Turns out that many of the ingredients in our food do indeed come directly from (or are manufactured using) petroleum, coal tar, natural gas, etc. These would include: modified corn starch (processed with propylene oxide), soybean oil (processed with hexane), glycerin (made from propylene gas), polysorbate 60 (petroleum is an ingredient), vanilla flavoring (made from benzene and crude oil), sorbic acid (common preservative that is made from natural gas), and food coloring (made from petroleum).

Even enriched flour -- which is in too many foods to count -- includes vitamins such as niacin, thiamine mononitrate, and folic acid, all of which are synthesized from petroleum sources (the author explains that petroleum is easier and more predictable than trying to extract vitamins from food).

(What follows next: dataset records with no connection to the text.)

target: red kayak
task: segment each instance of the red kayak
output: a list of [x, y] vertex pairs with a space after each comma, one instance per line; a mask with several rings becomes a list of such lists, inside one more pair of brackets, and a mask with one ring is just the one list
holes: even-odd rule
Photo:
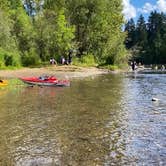
[[24, 77], [21, 81], [30, 85], [39, 86], [70, 86], [69, 80], [58, 80], [54, 76]]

The author does point out that dangerous chemicals often combine to form perfectly normal food -- such as the combination of dangerous chlorine and sodium to form table salt. Still, I can't help thinking that maybe it's better to eat the way that Crossfit recommends: "Eat meat and vegetables, nuts and seeds, some fruit, little starch and no sugar." Simple, straightforward . . . and no petroleum.


Blogger James Goering said...

Ethanol is an alcohol not a hydrocarbon.

4:48 PM  
Blogger James Goering said...

Ethanol is an alcohol not a hydrocarbon.